Wes Anderson critics have been praising Fantastic Mr. Fox as a backhanded compliment, suggesting this meticulously detailed piece of stop-motion animation is the correct (and by implication, only) venue for his particular, persnickety touch. Yet that’s selling both Anderson and the art form short. This is a triumph on two fronts, an animation masterpiece from one of America’s finest filmmakers.
It’s a kids’ movie too, by the way, only the latest in a string of dazzling children’s features released this year (Coraline, Up, Ponyo, Where the Wild Things Are). The way things are looking, there is a chance movies made for young audiences could take up half of my 2009 top ten list.
Of course, that’s partly because all of these were made for adults as well, or at least have adult sensibilities. That is certainly true of the 1970 Roald Dahl novella on which Fantastic Mr. Fox is based. Dahl’s story, which centered on a charming fox who gets into an escalating battle with the three gluttonous farmers he has been stealing from, was about the ugliness of greed – on the part of all parties. Anderson maintains that theme while adding his usual, damaged family dynamics and existential identity crises.
“Why a fox?” wonders our hero (voiced by George Clooney in Ocean’s Eleven mode). Mr. Fox has retired from stealing at the request of Mrs. Fox (Meryl Streep), but he’s not finding much satisfaction in his new life as a “newspaperman.” (Then again, who is these days?) When the couple and their sad-sack, misfit son (Anderson regular Jason Schwartzman) move under a tree overlooking the bountiful farms of Boggis, Bunce and Bean, Mr. Fox’s animal instincts return in force.
Despite Fox’s elaborate planning – his “master plan, phase one, side A” is as needlessly convoluted as the scheming of the misguided thieves in Anderson’s heist comedy Bottle Rocket – things go awry. The farmers launch an all-out assault on the foxes, which eventually threatens the entire animal community. Pretty soon everyone else – the beavers, the badgers, the rabbits – also wonders, “Why a fox?”
Visually, Fantastic Mr. Fox is the ultimate Anderson diorama. His critics have accused his live-action films, in which the camera often pans down an elaborate, vertical set with actors performing different tasks on various floors, as being an overstaged form of puppetry.
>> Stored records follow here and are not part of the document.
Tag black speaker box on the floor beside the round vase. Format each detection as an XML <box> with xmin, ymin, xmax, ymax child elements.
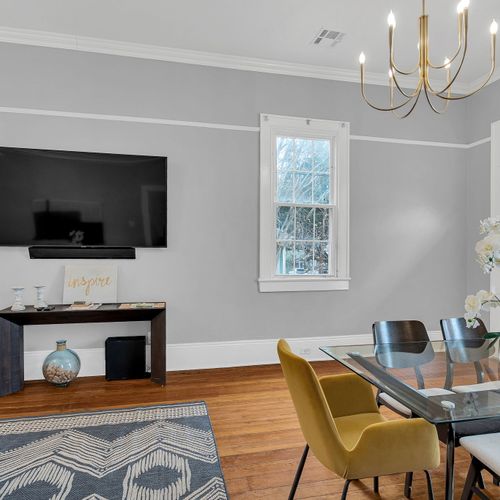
<box><xmin>105</xmin><ymin>336</ymin><xmax>150</xmax><ymax>380</ymax></box>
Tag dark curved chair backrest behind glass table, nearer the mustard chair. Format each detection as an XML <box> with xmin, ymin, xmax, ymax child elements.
<box><xmin>372</xmin><ymin>320</ymin><xmax>435</xmax><ymax>389</ymax></box>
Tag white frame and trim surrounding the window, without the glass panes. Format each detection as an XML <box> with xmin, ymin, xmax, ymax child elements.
<box><xmin>259</xmin><ymin>113</ymin><xmax>350</xmax><ymax>292</ymax></box>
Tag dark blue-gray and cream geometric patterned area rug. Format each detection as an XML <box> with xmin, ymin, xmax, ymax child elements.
<box><xmin>0</xmin><ymin>402</ymin><xmax>228</xmax><ymax>500</ymax></box>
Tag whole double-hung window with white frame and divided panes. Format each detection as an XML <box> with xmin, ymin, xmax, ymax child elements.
<box><xmin>259</xmin><ymin>114</ymin><xmax>349</xmax><ymax>292</ymax></box>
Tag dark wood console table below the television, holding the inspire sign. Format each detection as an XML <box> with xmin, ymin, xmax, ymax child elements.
<box><xmin>0</xmin><ymin>304</ymin><xmax>166</xmax><ymax>396</ymax></box>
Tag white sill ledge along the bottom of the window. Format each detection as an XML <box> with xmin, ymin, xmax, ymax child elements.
<box><xmin>259</xmin><ymin>276</ymin><xmax>351</xmax><ymax>292</ymax></box>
But I’ve always found these set pieces to be ingenious and reflective of the films’ characters. The figures here, of course, are actual puppets, and so the results are doubly ingenious.
The movie’s stop-motion technique is nothing like that of Tim Burton (Corpse Bride), Henry Selick (Coraline) or Aardman Animations (Wallace & Gromit). If anything, the picture resembles the lo-fi craftiness of Rankin/Bass productions such as “Rudolph the Red-Nosed Reindeer.” Gray cotton balls serve as smoke, while Mr. Fox’s coarse fur shifts slightly from frame to frame – it stutters.
The details are amazing throughout. Anderson and his team of animators don’t take a single shortcut. Instead, they often make the path more difficult for themselves. “Water” flows over a dam in the background of one scene, while a tiny oscillating fan slowly rotates in the far corner of another. When a villainous rat (Willem Dafoe) pulls out a switchblade, it glints.
Fantastic Mr. Fox is more than a technical achievement, though. It’s also, as is usual with Anderson, unexpectedly emotional. There’s a gulf between Mr. Fox and his misfit son that is bridged in an authentic way, as well as more than one occasion in which these puppets shed heartfelt tears. Lest you think the movie turns too sentimental, Anderson and fellow screenwriter Noah Baumbach regularly undercut any sappiness with a curt line. (Mrs. Fox’s reply to Mr. Fox’s declaration of devotion: “I love you too, but I shouldn’t have married you.”)
The praise Anderson has been receiving for Fantastic Mr. Fox won’t be the foundation for any sort of lasting marriage. His detractors will likely return to form when he returns to live action. For now he – and I – will have to take what we can get: begrudging appreciation for a remarkable talent.